Originally a follower of Laurence Sulivan in East India Company politics, Boulton later attached himself to Clive, and went over to Administration with him; Jenkinson reported to Grenville on 20 Apr. 1764 that Clive had said Boulton might be depended on, though ‘a great rogue’. Harris notes that during the debate of 1 Mar. 1765 on the bill to regulate splitting East India Company votes, Boulton was ‘at the head of the government party’.
In Rockingham’s list of July 1765 Boulton was classed as ‘pro’, and in that of November 1766 as ‘Whig’. When, on 9 Dec. 1766 Beckford moved for an inquiry into East India Company affairs, Boulton voted for the motion, and though he ‘said much against it, owned that the Company could not govern their servants, nor could Clive go on without the interposition of Government’.
No other votes by him are reported in this Parliament, but he spoke several times on East India affairs, and on 1 May 1767 when Beckford was again to move for an inquiry, Boulton, on behalf of the Company, informed the House that there ‘was now a prospect of accommodation with the ministry’. In Townshend’s list of January 1767 he was classed as ‘doubtful’, and in Newcastle’s of 2 Mar. as ‘doubtful or absent’. In 1768 Boulton was returned unopposed for Worcester.
For various periods in the 1760s, Henry Crabb Boulton served as chairman of the East India Company, the organisation that he had joined as a humble clerk in the pay office forty years earlier.
London and Leatherhead
From about 1755, Henry Crabb Boulton’s name appears in directories as a merchant living in Crosby Square, Bishopsgate, in London.
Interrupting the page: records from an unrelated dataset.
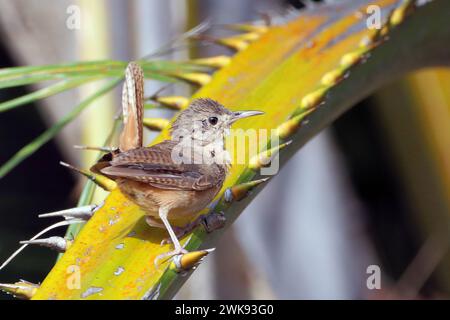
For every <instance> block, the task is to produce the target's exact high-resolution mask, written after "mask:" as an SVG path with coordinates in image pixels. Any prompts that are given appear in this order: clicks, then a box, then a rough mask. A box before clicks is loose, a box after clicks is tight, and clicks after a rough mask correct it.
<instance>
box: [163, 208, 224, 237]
mask: <svg viewBox="0 0 450 320" xmlns="http://www.w3.org/2000/svg"><path fill="white" fill-rule="evenodd" d="M225 222H226V219H225V215H224V214H223V212H212V213H209V214H205V215H201V216H199V217H198V218H197V219H195V220H194V221H193V222H191V223H189V224H187V225H186V226H184V227H173V231H175V234H176V236H177V238H178V239H182V238H183V237H184V236H186V235H187V234H188V233H190V232H191V231H192V230H194V229H195V228H196V227H197V226H199V225H203V227H204V228H205V230H206V232H208V233H210V232H213V231H214V230H217V229H220V228H223V227H224V226H225ZM169 243H172V240H171V239H170V238H165V239H163V240H162V241H161V245H165V244H169Z"/></svg>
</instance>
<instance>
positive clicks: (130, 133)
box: [91, 62, 263, 259]
mask: <svg viewBox="0 0 450 320" xmlns="http://www.w3.org/2000/svg"><path fill="white" fill-rule="evenodd" d="M143 105H144V75H143V71H142V69H141V67H140V66H139V65H138V64H137V63H134V62H131V63H129V65H128V67H127V69H126V71H125V83H124V86H123V91H122V107H123V122H124V127H123V131H122V134H121V136H120V142H119V149H118V150H116V151H113V152H111V153H109V154H106V155H105V156H103V158H102V159H100V161H99V162H97V163H96V164H95V165H94V166H93V167H92V168H91V171H93V172H94V173H97V174H102V175H105V176H107V177H109V178H111V179H113V180H115V181H116V182H117V185H118V187H119V189H120V190H121V192H122V193H123V194H124V195H125V196H126V197H127V198H128V199H130V200H131V201H132V202H134V203H135V204H137V205H138V206H139V207H141V208H142V209H143V210H144V211H145V212H146V221H147V223H148V224H149V225H150V226H153V227H159V228H166V229H167V231H168V233H169V235H170V239H171V242H172V243H173V244H174V247H175V250H173V251H171V252H168V253H167V254H165V255H164V256H173V255H178V254H183V253H186V250H185V249H183V248H182V247H181V245H180V242H179V241H178V238H177V234H176V232H175V231H174V229H173V228H172V226H171V224H170V222H169V221H170V220H171V219H176V218H181V217H187V218H193V217H194V216H195V215H196V214H197V213H198V212H199V211H200V210H202V209H203V208H205V207H206V206H207V205H208V204H209V203H210V202H211V201H212V200H213V198H214V197H215V196H216V195H217V193H218V192H219V190H220V189H221V188H222V185H223V182H224V180H225V177H226V174H227V168H228V166H229V155H228V153H227V151H226V150H225V143H224V138H225V136H226V135H227V134H228V132H229V130H230V127H231V125H232V124H233V123H234V122H235V121H236V120H238V119H242V118H246V117H250V116H255V115H259V114H262V113H263V112H260V111H239V112H232V111H230V110H228V109H226V108H225V107H224V106H222V105H221V104H220V103H218V102H216V101H214V100H212V99H208V98H203V99H196V100H193V101H192V103H191V104H190V105H189V107H188V108H186V109H185V110H183V111H182V112H181V113H180V114H179V115H178V117H177V118H176V120H175V122H174V123H173V125H172V127H171V140H165V141H163V142H161V143H158V144H156V145H153V146H151V147H143V146H142V145H143V125H142V122H143ZM157 259H158V258H157Z"/></svg>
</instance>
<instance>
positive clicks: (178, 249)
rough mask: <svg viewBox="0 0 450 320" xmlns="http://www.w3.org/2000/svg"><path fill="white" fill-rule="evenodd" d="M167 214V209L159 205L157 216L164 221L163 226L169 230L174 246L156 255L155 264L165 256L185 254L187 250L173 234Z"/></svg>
mask: <svg viewBox="0 0 450 320" xmlns="http://www.w3.org/2000/svg"><path fill="white" fill-rule="evenodd" d="M168 214H169V210H168V208H166V207H160V208H159V218H160V219H161V221H162V222H163V223H164V226H165V227H166V229H167V232H169V235H170V239H171V241H172V243H173V245H174V247H175V250H173V251H170V252H167V253H163V254H161V255H159V256H157V257H156V259H155V265H156V266H157V265H158V261H159V260H161V259H163V258H165V257H172V256H176V255H179V254H185V253H187V252H188V251H187V250H186V249H184V248H183V247H182V246H181V244H180V241H178V238H177V236H176V234H175V232H174V231H173V229H172V226H171V225H170V223H169V220H168V219H167V215H168Z"/></svg>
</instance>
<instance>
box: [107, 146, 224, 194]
mask: <svg viewBox="0 0 450 320" xmlns="http://www.w3.org/2000/svg"><path fill="white" fill-rule="evenodd" d="M174 145H175V143H174V142H172V141H164V142H162V143H160V144H158V145H155V146H152V147H149V148H139V149H134V150H129V151H126V152H123V153H120V154H118V155H117V156H115V157H113V159H112V161H110V162H109V164H110V165H109V166H105V167H103V168H101V169H100V172H101V173H102V174H104V175H107V176H108V177H111V178H113V179H114V178H127V179H130V180H135V181H140V182H145V183H148V184H150V185H152V186H154V187H157V188H161V189H171V190H207V189H209V188H213V187H216V186H218V185H221V184H222V183H223V180H224V178H225V170H224V169H222V168H221V167H220V166H218V165H216V164H212V165H203V164H177V163H174V161H173V160H172V149H173V146H174Z"/></svg>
His brother Richard also seems to have lived in the same area. In 1763, Henry became the owner of Thorncroft manor in Leatherhead, Surrey, where he lived for the next ten years until his death. Apparently, the manor at Thorncroft had belonged originally to Sir Richard Dalton, but after taking possession in 1763 Henry Crabb Boulton commissioned Sir Robert Taylor to build a new house on the site of the old. The date of construction has been given as 1772 with further enlargements in 1800. The house apparently remains much the same today, though with some modern additions.